Während frühere Varianten wie Delta den Riechkolben im Gehirn stark beeinträchtigten, scheint Cicada dies seltener zu tun – aber nicht auszuschließen.  
Mediziner weisen darauf hin, dass anatomische Unterschiede und Vorerkrankungen eine Rolle spielen.

Maskenempfehlung in öffentlichen Verkehrsmitteln

Mehrere Landesgesundheitsämter raten inzwischen wieder zu freiwilligem Maskentragen in Bus und Bahn, insbesondere bei hoher Auslastung.  
Eine Pflicht ist derzeit nicht geplant.  
„Wir beobachten die Lage, aber es gibt keinen Anlass zur Panik“, heißt es aus dem Ministerium.

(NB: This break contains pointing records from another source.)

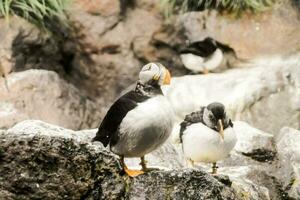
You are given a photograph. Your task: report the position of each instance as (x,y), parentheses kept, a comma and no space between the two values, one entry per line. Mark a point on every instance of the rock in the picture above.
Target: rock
(40,160)
(254,147)
(167,156)
(254,182)
(253,39)
(265,95)
(288,143)
(40,94)
(99,7)
(179,184)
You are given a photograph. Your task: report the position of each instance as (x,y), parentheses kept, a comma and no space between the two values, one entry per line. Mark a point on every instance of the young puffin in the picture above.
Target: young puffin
(207,135)
(207,55)
(141,120)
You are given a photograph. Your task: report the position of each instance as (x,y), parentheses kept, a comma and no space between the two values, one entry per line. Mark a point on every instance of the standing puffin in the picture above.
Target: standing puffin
(141,120)
(207,135)
(207,55)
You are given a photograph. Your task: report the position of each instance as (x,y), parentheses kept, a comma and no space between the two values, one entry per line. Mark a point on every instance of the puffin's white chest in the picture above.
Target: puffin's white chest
(202,144)
(198,63)
(145,127)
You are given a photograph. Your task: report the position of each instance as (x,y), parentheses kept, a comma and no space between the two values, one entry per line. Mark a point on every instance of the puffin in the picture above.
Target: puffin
(207,135)
(207,55)
(141,120)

Was Cicada von anderen Varianten unterscheidet

- überdurchschnittlich viele Mutationen im Spike‑Protein  
- starke lokale Symptome im Hals  
- langsame, aber stetige Ausbreitung  
- mögliche leichte Beeinträchtigung des Geruchssinns  
- bisher keine Hinweise auf schwerere Verläufe  

Ein Virus, das bleibt – aber nicht dominiert

Fachleute gehen davon aus, dass Cicada regional zeitweise dominant werden könnte, jedoch nicht die globale Lage grundlegend verändert.  
„Es ist eine Variante, die man ernst nehmen sollte, aber sie ist kein Gamechanger“, sagt ein Epidemiologe der Universität Heidelberg.